Every single one of us possesses the power to change our lives.  No matter what you think of yourself, no matter how weak you think you are, or how lacking in confidence, or how scared of the unknown you think you are, I can tell you that this is not true.  You are no different to the person that I used to be, you are no different from the person that I am now.  And you are no different to any one else.  The only thing that sets us apart is that I, like many others, sought to change my life and to follow my heart.  I decided to no longer let my fears of the unknown stop me, I decided that I didn't wish to be scared of life any longer.  I figured out that if I wanted the life of which I dreamed, it was up to me to make it happen.  I discovered an inner strength that I never knew I possessed.  And when I discovered that strength, I found an unlimited supply.  By following your heart, you are tapping into the power of the universe, and the power of the universe is infinite.

I am no different to any one else.  I am extremely humble about my life and about the opportunities that came to me.  I always give thanks for everything that has happened to me, because I am truly grateful for my path.  You too can do this.  Your life is your life and it is no one else's.  Never think that you cannot do it.  Never think that you are different to other people.  You are not.  Every single person that has gone in search of their dreams has been scared and has faced the unknown.  We persevere because we know the rewards that await us, because our hearts urge us to carry on.  The inner strength that you see in others is only a reflection of the inner strength that resides in you.
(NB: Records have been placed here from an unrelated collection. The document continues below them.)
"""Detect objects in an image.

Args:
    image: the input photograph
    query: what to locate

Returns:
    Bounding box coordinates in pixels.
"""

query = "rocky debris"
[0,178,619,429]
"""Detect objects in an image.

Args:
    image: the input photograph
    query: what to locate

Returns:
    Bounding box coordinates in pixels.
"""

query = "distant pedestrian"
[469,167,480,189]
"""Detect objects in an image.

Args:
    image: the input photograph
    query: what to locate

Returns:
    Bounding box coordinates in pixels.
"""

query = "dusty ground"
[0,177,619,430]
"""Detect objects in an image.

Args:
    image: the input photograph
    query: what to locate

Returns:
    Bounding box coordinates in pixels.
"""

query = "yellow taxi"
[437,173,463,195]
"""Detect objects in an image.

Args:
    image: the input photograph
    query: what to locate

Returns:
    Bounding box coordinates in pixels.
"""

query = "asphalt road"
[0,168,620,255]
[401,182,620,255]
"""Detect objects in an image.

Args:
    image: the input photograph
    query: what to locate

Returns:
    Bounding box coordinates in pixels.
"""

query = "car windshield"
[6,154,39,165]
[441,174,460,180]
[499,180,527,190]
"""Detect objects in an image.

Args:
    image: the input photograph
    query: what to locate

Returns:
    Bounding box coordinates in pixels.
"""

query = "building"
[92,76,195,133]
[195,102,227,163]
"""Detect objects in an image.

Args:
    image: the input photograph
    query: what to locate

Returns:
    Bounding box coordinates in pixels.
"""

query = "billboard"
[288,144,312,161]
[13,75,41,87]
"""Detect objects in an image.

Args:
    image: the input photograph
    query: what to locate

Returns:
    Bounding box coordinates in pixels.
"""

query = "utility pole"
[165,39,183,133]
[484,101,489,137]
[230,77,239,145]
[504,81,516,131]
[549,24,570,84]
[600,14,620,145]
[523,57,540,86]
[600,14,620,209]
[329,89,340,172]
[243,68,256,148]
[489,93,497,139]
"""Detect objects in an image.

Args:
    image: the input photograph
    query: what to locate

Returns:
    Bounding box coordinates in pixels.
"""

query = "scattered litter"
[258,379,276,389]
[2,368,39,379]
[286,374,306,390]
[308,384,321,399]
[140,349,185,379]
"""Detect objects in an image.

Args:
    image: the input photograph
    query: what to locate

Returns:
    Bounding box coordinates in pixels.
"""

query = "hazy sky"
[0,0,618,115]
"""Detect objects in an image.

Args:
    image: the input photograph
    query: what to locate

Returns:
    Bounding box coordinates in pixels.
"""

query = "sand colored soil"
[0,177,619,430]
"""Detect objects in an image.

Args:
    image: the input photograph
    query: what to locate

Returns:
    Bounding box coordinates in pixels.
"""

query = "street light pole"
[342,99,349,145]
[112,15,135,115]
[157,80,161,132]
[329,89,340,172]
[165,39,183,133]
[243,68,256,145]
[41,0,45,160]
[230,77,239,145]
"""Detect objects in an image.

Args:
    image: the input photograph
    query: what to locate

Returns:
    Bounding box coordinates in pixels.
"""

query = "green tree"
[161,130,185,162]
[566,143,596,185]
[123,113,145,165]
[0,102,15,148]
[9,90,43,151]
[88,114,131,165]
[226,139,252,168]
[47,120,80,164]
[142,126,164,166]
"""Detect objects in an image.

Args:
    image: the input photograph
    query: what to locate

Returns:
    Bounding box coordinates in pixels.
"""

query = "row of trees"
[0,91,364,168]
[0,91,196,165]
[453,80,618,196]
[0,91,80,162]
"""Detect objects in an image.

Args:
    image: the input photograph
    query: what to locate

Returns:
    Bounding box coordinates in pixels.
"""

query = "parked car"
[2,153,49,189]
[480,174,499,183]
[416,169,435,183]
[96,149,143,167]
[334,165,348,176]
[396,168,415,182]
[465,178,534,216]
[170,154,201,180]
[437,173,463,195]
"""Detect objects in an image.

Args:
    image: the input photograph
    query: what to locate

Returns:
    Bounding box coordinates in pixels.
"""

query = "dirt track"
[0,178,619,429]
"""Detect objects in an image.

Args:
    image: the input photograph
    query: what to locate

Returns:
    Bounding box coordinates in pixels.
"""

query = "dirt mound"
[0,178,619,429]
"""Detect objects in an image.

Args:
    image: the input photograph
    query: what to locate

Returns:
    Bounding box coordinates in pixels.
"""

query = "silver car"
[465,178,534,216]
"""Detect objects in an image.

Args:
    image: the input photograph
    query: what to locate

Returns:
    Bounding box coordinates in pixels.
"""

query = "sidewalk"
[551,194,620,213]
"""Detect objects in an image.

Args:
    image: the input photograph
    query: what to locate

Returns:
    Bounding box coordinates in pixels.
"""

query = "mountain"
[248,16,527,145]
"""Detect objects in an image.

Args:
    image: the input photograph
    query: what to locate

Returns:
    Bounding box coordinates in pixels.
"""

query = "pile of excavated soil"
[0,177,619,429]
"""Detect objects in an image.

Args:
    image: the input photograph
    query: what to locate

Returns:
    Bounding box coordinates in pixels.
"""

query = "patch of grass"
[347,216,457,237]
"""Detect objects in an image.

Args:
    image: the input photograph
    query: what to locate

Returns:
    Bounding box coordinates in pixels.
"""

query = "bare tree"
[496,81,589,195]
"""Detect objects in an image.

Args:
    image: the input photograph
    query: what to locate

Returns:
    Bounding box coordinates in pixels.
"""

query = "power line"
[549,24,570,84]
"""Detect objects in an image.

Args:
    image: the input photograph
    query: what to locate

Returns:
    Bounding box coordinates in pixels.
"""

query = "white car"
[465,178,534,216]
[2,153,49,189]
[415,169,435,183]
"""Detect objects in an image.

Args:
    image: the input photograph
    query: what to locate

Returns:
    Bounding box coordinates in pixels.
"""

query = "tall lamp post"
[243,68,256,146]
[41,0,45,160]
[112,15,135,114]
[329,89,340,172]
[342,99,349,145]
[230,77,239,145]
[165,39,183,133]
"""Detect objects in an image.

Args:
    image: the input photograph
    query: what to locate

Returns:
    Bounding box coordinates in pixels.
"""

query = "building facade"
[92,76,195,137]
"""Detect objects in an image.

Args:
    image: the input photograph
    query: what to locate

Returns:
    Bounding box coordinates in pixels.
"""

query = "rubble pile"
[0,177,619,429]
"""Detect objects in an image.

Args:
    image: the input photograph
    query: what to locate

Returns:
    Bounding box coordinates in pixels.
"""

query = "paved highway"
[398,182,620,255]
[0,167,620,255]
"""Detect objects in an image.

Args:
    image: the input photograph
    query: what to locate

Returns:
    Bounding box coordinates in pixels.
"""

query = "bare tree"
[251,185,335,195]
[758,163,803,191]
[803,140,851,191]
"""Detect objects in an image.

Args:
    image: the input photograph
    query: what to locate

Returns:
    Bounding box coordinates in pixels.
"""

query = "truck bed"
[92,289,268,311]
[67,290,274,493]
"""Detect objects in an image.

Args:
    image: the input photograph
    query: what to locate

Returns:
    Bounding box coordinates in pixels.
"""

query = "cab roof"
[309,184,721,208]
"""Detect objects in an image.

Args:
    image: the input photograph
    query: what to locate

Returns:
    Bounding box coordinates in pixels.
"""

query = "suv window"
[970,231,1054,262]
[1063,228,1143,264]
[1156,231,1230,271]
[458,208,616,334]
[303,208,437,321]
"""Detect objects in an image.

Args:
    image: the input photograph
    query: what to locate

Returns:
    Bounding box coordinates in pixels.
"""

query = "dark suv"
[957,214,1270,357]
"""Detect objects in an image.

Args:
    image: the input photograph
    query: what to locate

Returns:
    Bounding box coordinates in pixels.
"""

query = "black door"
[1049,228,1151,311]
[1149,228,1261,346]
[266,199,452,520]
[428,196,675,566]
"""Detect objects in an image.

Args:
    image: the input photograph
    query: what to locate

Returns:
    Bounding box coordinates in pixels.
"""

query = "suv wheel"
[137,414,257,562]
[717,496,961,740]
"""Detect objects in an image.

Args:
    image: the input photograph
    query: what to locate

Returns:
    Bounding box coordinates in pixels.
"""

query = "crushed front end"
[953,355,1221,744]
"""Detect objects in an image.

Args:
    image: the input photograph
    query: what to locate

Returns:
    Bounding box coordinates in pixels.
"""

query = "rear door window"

You possess the inner strength to change your life.  You possess the inner strength to seek out and to grab the opportunities that come your way.  You possess the inner strength to free yourself of the chains that bind you to a life that does not work for you.  You possess the inner strength to spread your wings and fly free.  You possess the inner strength to be all that you dream.  You possess the inner strength to become the real you.  Your inner strength is unlimited.  There is nothing that can hold you back or stop you.  Unleash it.  Don't take my word for it.  Believe it.  Go and make your dreams happen.  Find your one true path.

One of the greatest secrets of our time is this:  You are stronger than you can possibly imagine.  Unlock that secret inside of you and see just how high you can soar.